Sukuk (Islamic bonds)
Main article: Sukuk
Sukuk is the Arabic name for a financial certificate but can be seen as
an Islamic equivalent of bond. However, fixed-income, interest-bearing
bonds are not permissible in Islam. Hence, Sukuk are securities that
comply with the Islamic law (Shariah) and its investment principles,
which prohibit the charging or paying of interest. Financial assets that
comply with the Islamic law can be classified in accordance with their
tradability and non-tradability in the secondary markets.
Takaful (Islamic insurance)
Main article: Takaful
Takaful is an alternative form of cover that a Muslim can avail himself
against the risk of loss due to misfortunes. Takaful is based on the
idea that what is uncertain with respect to an individual may cease to
be uncertain with respect to a very large number of similar individuals.

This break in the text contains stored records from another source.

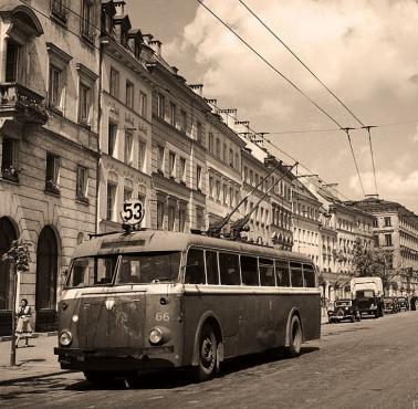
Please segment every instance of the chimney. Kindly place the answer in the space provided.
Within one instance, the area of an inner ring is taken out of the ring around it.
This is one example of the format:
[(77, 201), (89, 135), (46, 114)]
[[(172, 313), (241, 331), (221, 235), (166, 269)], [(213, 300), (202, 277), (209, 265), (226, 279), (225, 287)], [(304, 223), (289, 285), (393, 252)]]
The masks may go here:
[(154, 50), (154, 52), (157, 56), (161, 56), (163, 43), (159, 40), (150, 40), (148, 45)]
[(203, 96), (203, 84), (190, 84), (189, 87), (199, 96)]
[(114, 1), (113, 4), (116, 9), (116, 17), (124, 17), (125, 15), (125, 1)]

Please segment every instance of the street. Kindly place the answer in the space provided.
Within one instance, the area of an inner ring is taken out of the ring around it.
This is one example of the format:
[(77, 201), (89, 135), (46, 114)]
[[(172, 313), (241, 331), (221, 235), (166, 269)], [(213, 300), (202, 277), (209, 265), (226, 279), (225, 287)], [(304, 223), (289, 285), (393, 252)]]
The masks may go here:
[(148, 374), (94, 389), (81, 373), (0, 387), (2, 408), (418, 408), (418, 314), (326, 324), (296, 359), (250, 356), (195, 385), (182, 373)]

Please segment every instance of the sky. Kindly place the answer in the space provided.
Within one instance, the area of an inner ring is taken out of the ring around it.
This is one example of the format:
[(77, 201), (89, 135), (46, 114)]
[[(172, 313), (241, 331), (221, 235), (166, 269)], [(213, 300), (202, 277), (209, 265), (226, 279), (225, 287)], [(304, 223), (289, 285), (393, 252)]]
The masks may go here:
[[(372, 141), (379, 198), (418, 213), (418, 1), (242, 1), (362, 124), (377, 126)], [(207, 98), (238, 108), (239, 120), (270, 133), (281, 150), (265, 146), (288, 164), (300, 161), (300, 175), (318, 174), (352, 200), (376, 193), (367, 132), (351, 130), (363, 192), (347, 135), (327, 130), (362, 125), (239, 0), (205, 4), (333, 119), (196, 0), (126, 0), (126, 12), (133, 27), (163, 42), (163, 56), (188, 84), (203, 84)]]

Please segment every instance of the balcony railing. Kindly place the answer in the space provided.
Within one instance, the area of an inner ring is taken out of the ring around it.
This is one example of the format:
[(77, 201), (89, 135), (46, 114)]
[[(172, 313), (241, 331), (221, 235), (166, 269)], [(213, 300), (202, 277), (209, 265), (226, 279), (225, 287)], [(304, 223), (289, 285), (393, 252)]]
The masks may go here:
[(23, 124), (45, 124), (43, 96), (18, 83), (0, 84), (0, 117), (10, 116)]

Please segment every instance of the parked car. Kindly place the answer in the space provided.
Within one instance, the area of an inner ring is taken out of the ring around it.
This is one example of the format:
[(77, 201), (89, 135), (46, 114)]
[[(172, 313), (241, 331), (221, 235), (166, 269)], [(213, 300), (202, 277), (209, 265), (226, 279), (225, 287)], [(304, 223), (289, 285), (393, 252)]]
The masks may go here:
[(398, 313), (398, 302), (396, 297), (384, 297), (384, 312), (396, 314)]
[(328, 323), (339, 323), (343, 319), (349, 319), (352, 323), (360, 321), (362, 315), (351, 298), (337, 300), (334, 306), (328, 310)]
[(409, 311), (409, 300), (408, 297), (397, 297), (397, 302), (398, 302), (398, 311)]

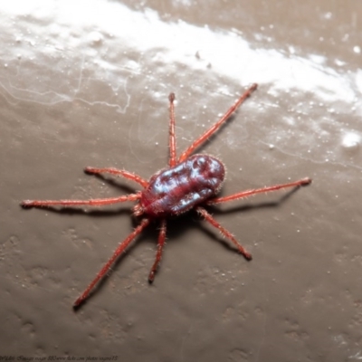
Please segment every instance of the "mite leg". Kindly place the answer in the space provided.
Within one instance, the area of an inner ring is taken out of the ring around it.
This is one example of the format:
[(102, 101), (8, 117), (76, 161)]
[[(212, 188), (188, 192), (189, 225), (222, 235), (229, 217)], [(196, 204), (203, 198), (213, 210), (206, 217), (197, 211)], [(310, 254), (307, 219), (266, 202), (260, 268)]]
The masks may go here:
[(256, 90), (257, 84), (252, 84), (247, 90), (245, 90), (239, 100), (232, 106), (226, 113), (214, 125), (204, 133), (199, 138), (195, 140), (193, 144), (180, 156), (179, 162), (185, 161), (199, 146), (201, 146), (210, 136), (212, 136), (220, 127), (224, 123), (228, 118), (238, 109), (238, 107)]
[(46, 206), (101, 206), (126, 201), (136, 201), (141, 197), (141, 193), (129, 194), (124, 196), (110, 198), (94, 198), (90, 200), (24, 200), (20, 205), (23, 207), (46, 207)]
[(166, 220), (162, 219), (161, 228), (159, 229), (159, 234), (158, 234), (158, 243), (157, 243), (157, 251), (156, 252), (156, 259), (155, 262), (152, 265), (151, 272), (149, 272), (148, 275), (148, 281), (150, 283), (154, 281), (155, 273), (157, 271), (159, 262), (161, 262), (162, 252), (165, 245), (165, 240), (166, 240)]
[(169, 124), (169, 151), (170, 151), (170, 158), (168, 165), (170, 167), (174, 167), (176, 164), (176, 134), (175, 134), (175, 93), (170, 93), (168, 96), (168, 100), (170, 101), (170, 124)]
[(80, 306), (87, 298), (91, 290), (95, 287), (95, 285), (100, 281), (104, 275), (108, 272), (110, 268), (112, 266), (113, 262), (116, 259), (126, 250), (126, 248), (129, 245), (129, 243), (135, 239), (137, 235), (142, 233), (143, 229), (148, 226), (150, 223), (149, 219), (143, 219), (138, 226), (131, 233), (123, 242), (119, 243), (118, 248), (113, 252), (113, 255), (109, 259), (109, 261), (104, 264), (103, 268), (100, 269), (97, 276), (91, 281), (91, 283), (87, 287), (84, 292), (75, 300), (74, 307)]
[(91, 175), (100, 175), (100, 174), (117, 175), (128, 178), (129, 180), (135, 181), (143, 187), (147, 187), (148, 186), (148, 182), (143, 179), (138, 175), (125, 170), (119, 170), (113, 167), (105, 167), (105, 168), (85, 167), (84, 172), (86, 174), (91, 174)]
[(220, 231), (220, 233), (225, 236), (227, 239), (231, 240), (233, 244), (237, 247), (239, 252), (245, 257), (247, 260), (252, 260), (252, 254), (249, 253), (239, 243), (239, 242), (233, 236), (233, 234), (228, 232), (224, 227), (223, 227), (203, 207), (197, 207), (197, 212), (203, 215), (205, 220), (206, 220), (209, 224), (211, 224), (214, 227)]
[(255, 188), (255, 189), (252, 189), (252, 190), (242, 191), (240, 193), (230, 195), (224, 196), (224, 197), (212, 198), (206, 202), (206, 205), (227, 203), (228, 201), (238, 200), (240, 198), (251, 196), (251, 195), (256, 195), (256, 194), (263, 194), (263, 193), (267, 193), (270, 191), (277, 191), (281, 188), (299, 187), (299, 186), (310, 185), (310, 183), (311, 183), (311, 179), (309, 177), (306, 177), (306, 178), (302, 178), (301, 180), (291, 182), (288, 184), (274, 185), (272, 186), (268, 186), (268, 187), (262, 187), (262, 188)]

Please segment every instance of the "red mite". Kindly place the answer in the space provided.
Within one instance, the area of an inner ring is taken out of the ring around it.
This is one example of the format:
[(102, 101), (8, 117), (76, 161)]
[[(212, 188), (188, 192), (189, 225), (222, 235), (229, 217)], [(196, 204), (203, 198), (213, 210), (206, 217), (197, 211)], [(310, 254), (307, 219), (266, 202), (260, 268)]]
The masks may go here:
[(156, 173), (151, 176), (149, 181), (147, 181), (131, 172), (116, 168), (85, 168), (85, 172), (88, 174), (112, 174), (132, 180), (142, 186), (141, 191), (123, 196), (102, 199), (55, 201), (25, 200), (22, 202), (21, 205), (24, 207), (46, 207), (53, 205), (100, 206), (110, 204), (123, 203), (125, 201), (137, 201), (137, 204), (133, 208), (133, 214), (136, 216), (143, 216), (138, 226), (137, 226), (135, 230), (119, 244), (118, 248), (113, 252), (113, 255), (104, 264), (95, 279), (90, 282), (84, 292), (75, 300), (74, 307), (80, 306), (89, 297), (90, 292), (93, 290), (95, 285), (109, 272), (117, 258), (125, 251), (135, 237), (138, 235), (143, 229), (151, 223), (151, 221), (159, 220), (161, 227), (159, 230), (156, 259), (148, 276), (148, 281), (152, 282), (161, 261), (162, 252), (165, 245), (166, 219), (169, 216), (179, 215), (191, 209), (195, 209), (206, 222), (218, 229), (224, 237), (233, 243), (239, 252), (247, 260), (252, 259), (252, 255), (239, 243), (239, 242), (237, 242), (229, 231), (214, 219), (214, 217), (205, 210), (205, 206), (225, 203), (232, 200), (238, 200), (252, 195), (266, 193), (268, 191), (309, 185), (310, 184), (311, 179), (302, 178), (288, 184), (242, 191), (224, 197), (215, 197), (223, 186), (225, 176), (225, 169), (223, 163), (212, 156), (204, 154), (191, 156), (191, 154), (195, 148), (203, 145), (210, 136), (219, 129), (219, 128), (230, 118), (243, 100), (245, 100), (245, 99), (247, 99), (251, 93), (256, 90), (256, 88), (257, 84), (252, 84), (246, 91), (244, 91), (244, 93), (226, 111), (226, 113), (214, 125), (213, 125), (210, 129), (195, 140), (178, 158), (176, 157), (175, 135), (175, 94), (171, 93), (168, 97), (170, 111), (170, 156), (168, 167)]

Insurance by combining the risks of many people enables each individual
to enjoy the advantage provided by the law of large numbers. See Takaful
In Wadiah, a bank is deemed as a keeper and trustee of funds. A
person deposits funds in the bank and the bank guarantees refund of the
entire amount of the deposit, or any part of the outstanding amount,
when the depositor demands it. The depositor, at the bank's discretion,
may be rewarded with Hibah (see above) as a form of appreciation for the
use of funds by the bank.
Wakalah (power of attorney)
This occurs when a person appoints a representative to undertake
transactions on his/her behalf, similar to a power of attorney.